The Search

Feroce analisi metalinguistica sulla rappresentazione della guerra, limitata solo da una lettura troppo dogmatica della crudeltà umana

The Search compare in un difficile momento storico dove inizia a traballare l’antica sicurezza vecchia di settant’anni, per la quale la guerra non è più una cosa che ci riguarda in prima persona, ma piuttosto ciò che se accade succede in un altro contesto lontano dalla nostra “pace” occidentale (questo ovviamente considerato nell’ottica dell’esperienza dell’autrice di questo articolo, che presume non si differenzi molto da quella dei suoi probabili immediati lettori). In questo contesto il nuovo film di Michel Hazanavicius sembra racchiudere in sé i principali tre modelli narrativi cui è solita far riferimento la cinematografica bellica: la guerra vista da chi la fa, da chi la subisce e da chi la osserva in una posizione neutrale.

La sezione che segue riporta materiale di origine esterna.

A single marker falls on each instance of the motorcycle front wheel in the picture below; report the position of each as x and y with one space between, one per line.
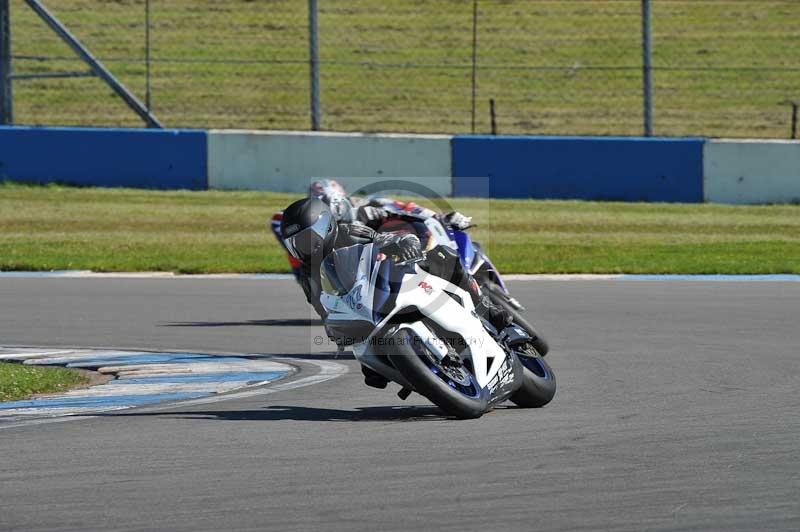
498 297
538 380
451 387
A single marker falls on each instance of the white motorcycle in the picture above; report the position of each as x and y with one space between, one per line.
423 333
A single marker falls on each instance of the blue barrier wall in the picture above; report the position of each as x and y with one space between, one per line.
589 168
142 158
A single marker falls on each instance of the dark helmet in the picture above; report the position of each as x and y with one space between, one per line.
308 228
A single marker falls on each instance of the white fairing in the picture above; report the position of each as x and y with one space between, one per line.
445 311
427 293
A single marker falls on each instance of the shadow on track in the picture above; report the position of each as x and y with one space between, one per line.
290 322
301 413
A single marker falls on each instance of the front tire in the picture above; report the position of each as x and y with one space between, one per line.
538 380
498 297
454 390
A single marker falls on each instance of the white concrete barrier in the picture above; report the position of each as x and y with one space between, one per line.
751 171
285 161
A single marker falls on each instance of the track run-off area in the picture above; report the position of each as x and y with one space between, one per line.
677 409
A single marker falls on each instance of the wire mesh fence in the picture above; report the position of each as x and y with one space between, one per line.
720 67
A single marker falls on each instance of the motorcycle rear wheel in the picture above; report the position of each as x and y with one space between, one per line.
452 389
498 297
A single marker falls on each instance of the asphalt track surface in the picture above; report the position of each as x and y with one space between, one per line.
678 409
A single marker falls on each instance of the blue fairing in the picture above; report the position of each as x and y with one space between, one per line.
465 249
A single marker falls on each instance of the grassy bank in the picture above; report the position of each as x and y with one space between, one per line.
553 66
51 228
18 381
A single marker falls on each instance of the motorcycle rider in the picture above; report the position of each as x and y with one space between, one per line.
357 211
374 212
310 232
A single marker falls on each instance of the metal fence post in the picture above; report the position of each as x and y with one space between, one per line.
647 62
147 101
6 93
313 59
474 59
97 67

Il conflitto in questo caso riguarda la Seconda Guerra Cecena al suo inizio nel 1999. Un bambino di nome Hadji assiste all’esecuzione dei propri genitori e scappa da un villaggio distrutto, cercando di portare con sé anche il fratellino neonato. Arrivato in un centro di rifugiati ne fugge subito, troppo spaventato dai volti dei soldati che ormai associa alla violenza vissuta, e vaga per la città finché incontra Carole (Berenice Bejo) funzionaria dell’Organizzazione Europea per i Diritti Umani, che lo porta a casa, cercando di superare l’ostacolo indotto dall’ostinato mutismo del bambino traumatizzato. Entrambi non sanno che la sorella del piccolo è ancora viva e intenzionata a ritrovare il fratello. Ad alcuni chilometri da lì si svolge parallelamente il forzato addestramento del soldato russo Kolia, il cui ruolo nelle vicende degli altri personaggi sarà chiaro solo alla fine.

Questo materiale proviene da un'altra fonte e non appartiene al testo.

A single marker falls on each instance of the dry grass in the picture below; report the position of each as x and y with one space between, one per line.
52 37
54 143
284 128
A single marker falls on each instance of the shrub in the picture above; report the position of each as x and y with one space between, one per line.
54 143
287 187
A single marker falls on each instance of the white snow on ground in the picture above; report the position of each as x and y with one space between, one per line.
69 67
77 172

Il film di Hazanavicius non può mancare di colpire lo spettatore, sottoponendolo alla visione delle atrocità perpetuate nei confronti di vittime inermi e, cosa forse più agghiacciante, di ragazzi innocenti sottoposti a un vero e proprio lavaggio del cervello funzionale a trasformarli in macchine di morte senza scrupoli. Non che gli organi esterni adibiti a portare aiuto ai rifugiati riescano a rivestire il ruolo di buoni, persi tra frustrazione, incomprensione e il generale disinteresse dei cosiddetti governi civilizzati a riconoscere la tragedia umanitaria in corso. The Search funziona sia come film di guerra che come riflessione metalinguistica sui modi del cinema di rappresentarne la complessità e va sottolineato a questo proposito l’inizio del film, affidato a una macchina da presa che imita lo stile casuale dei filmati amatoriali, introducendo alla storia sanguinosa della morte dei genitori di Hadji

Un’opera chiassosa, che mischia assieme lingue e musiche differenti, probabilmente anche come reazione istintiva da parte del regista al parlato muto del film che lo ha reso celebre, The Artist. The Search è una storia efficace perché estremamente dolorosa, ma alla fine si nega quel passo finale che l’ascriverebbe al livello di capolavoro, e sceglie di far proprio il concetto consolatorio che vede la guerra come qualcosa che ci succede, frutto di follia e non lucido ragionamento umano. La lettura di Hazanavicius delle vicende dei carnefici è troppo semplicistica: i veri cattivi sono sempre altrove, al limite dell’inquadratura, figure di stereotipata crudeltà, mentre l’abisso in cui precipita il cadetto Kolia, che accetta il meccanismo bellico per non rimanerne psichicamente sopraffatto, sembra delineare uno schema secondo cui è solo la pura cattiveria o la pazzia a imbracciare i fucili e uccidere persone innocenti. Una visione probabilmente figlia di quella idea della guerra come qualcosa fuori dal normale, senza senso, che finisce per delegittimare – o peggio, giustificare -le atrocità che si svolgono lontano da noi, in altri paesi, in posti e situazioni che crediamo non ci riguardino. Il Novecento ci ha però insegnato che il male non è follia, ma parte integrante dell’essere umano; solo quando questo pensiero diverrà finalmente elemento costitutivo del nostro modo di vedere la realtà, sarà possibile giudicare obiettivamente le nostre azioni più orribili.